Il Partido popular, invece, si è presentato a queste elezioni su una linea di centro. La svolta è cominciata proprio la sera del 28 aprile, quando il giovane leader Pablo Casado disse testualmente: «Ho appena telefonato al presidente Sánchez. Il Psoe ha vinto le elezioni. Il Partido socialista obrero español è un grande partito, che ha fatto la storia del nostro Paese». Stavolta il Pp ha ventidue seggi in più, Casado non deve riconoscere una sconfitta. Si presenta come «forza tranquilla» e apre al dialogo con i socialisti: «Aspettiamo le proposte di Sánchez».
La lista del premier resta quella più votata. Ma ad aprile aveva il doppio dei seggi rispetto al Pp. Ora la distanza si è ridotta. E la soluzione più probabile è un’intesa tra i due grandi partiti, coerente con la tendenza al ritorno del bipolarismo. L’obiettivo di Sánchez era sconfiggere nettamente il Pp e indurlo ad astenersi, senza nessuna condizione che non fosse la linea dura con i separatisti catalani. L’obiettivo è fallito. I popolari proveranno a chiedere a Sánchez la rinuncia alla Moncloa, la sede del premier. Non è detto che finisca così. È solo la mossa d’apertura di una partita a scacchi che si annuncia lunga; ma con Vox tanto forte, Casado dovrà ottenere qualcosa, prima di dare il via libera a un governo socialista. I mercati, gli industriali, la finanza - e la Germania che controlla il debito pubblico spagnolo - spingeranno per un accordo, che eviti un altro ritorno alle urne e un nuovo regalo ad Abascal.
La nascita di un partito estremista può essere un problema grave anche per i popolari, come è stata per la destra repubblicana francese Marine Le Pen, svelta a congratularsi con «l’amico Santiago». La prima vittima è Albert Rivera, il fondatore di Ciudadanos: un movimento centrista che due anni fa è stato anche in testa ai sondaggi, e ora crolla al 6%. Rivera annuncia un congresso che potrebbe segnare l’avvento di Inés Arrimada, la capolista in Catalogna che ha salvato l’onore del partito. Lui invece si è suicidato: se avesse appoggiato il governo Sánchez, avrebbe evitato il voto e una punizione così severa.

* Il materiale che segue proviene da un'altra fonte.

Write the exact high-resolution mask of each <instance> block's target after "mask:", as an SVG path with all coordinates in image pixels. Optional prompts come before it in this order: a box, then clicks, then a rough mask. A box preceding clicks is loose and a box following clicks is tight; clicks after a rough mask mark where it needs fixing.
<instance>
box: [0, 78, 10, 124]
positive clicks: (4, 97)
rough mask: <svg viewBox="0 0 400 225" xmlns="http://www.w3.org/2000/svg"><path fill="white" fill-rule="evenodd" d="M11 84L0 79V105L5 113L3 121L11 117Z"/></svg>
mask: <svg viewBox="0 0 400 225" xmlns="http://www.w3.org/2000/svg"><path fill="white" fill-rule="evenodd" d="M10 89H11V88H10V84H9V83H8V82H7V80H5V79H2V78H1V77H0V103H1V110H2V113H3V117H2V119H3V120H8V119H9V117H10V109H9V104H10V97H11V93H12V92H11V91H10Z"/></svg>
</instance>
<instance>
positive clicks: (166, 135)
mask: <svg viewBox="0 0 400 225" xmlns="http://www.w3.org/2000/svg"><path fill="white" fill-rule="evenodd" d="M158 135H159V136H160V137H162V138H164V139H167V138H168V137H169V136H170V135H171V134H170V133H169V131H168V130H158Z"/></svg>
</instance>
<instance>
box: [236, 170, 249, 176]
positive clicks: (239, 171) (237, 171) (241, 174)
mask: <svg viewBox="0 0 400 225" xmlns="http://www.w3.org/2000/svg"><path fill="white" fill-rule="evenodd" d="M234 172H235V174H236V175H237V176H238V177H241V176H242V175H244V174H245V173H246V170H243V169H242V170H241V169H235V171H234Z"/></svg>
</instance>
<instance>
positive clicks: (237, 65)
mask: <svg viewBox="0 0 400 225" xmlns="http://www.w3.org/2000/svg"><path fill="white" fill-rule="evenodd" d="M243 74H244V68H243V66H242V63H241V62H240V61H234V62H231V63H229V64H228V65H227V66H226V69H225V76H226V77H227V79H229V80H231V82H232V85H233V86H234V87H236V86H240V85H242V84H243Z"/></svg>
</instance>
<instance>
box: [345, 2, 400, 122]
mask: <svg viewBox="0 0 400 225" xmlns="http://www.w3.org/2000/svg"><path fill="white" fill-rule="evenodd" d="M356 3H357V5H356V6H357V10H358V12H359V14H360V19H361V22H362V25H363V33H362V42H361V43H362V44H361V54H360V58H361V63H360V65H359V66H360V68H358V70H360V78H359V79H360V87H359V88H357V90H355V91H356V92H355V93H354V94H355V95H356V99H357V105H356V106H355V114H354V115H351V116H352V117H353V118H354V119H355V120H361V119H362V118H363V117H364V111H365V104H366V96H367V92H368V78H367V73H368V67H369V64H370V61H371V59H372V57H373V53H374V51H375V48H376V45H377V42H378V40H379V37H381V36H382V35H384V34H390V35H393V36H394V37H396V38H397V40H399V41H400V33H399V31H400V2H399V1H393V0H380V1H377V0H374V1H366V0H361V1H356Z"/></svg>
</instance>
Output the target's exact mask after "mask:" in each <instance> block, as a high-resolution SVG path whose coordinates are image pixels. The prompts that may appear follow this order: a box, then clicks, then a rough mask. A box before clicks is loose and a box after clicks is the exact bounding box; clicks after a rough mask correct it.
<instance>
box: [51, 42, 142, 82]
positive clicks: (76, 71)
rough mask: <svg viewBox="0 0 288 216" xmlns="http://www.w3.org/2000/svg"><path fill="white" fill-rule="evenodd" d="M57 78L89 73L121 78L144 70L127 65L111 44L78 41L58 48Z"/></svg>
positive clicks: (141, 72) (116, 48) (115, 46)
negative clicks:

Pure Podemos, stasera ridimensionata, ha un numero 2 donna. È Irene Montero, la compagna del capo. La coppia arriva in sede con i gemellini Leo e Manuel e la piccola Aitana, tre mesi, in braccio al padre. Per Iglesias un governo Psoe-Pp sarebbe l’ipotesi migliore, visto che gli aprirebbe un grande spazio a sinistra. Esordisce salutando i «compagni fotografi», chiude «tendendo la mano ai compagni socialisti». Ma sono lontani i tempi in cui festeggiava i risultati cantando a pugno chiuso «El pueblo unido jamás será vencido» nella piazza sotto il museo Reina Sofia, che custodisce Guernica di Picasso, la massima testimonianza degli orrori della guerra civile.
Del Caudillo si è parlato molto, in campagna elettorale. C’è un passato che non passa: basta sovrapporre la mappa politica della Spagna del 1936 a quella di ieri. Là dove l’alzamiento di Franco riuscì, si vota in maggioranza a destra. Là dove fallì, dall’Andalusia al Paese basco alla Catalogna, la destra è più debole o quasi non esiste. Ma la Spagna è ora percorsa da nuove linee di frattura. E gli indipendentisti catalani si faranno sentire già oggi, con proteste che ormai sfuggono al controllo del governo locale: anche a Barcellona le elezioni anticipate sono più vicine. La notte della democrazia iberica non è ancora finita; anche se finalmente si intravede la soluzione del rebus, l’intesa tra socialisti e popolari.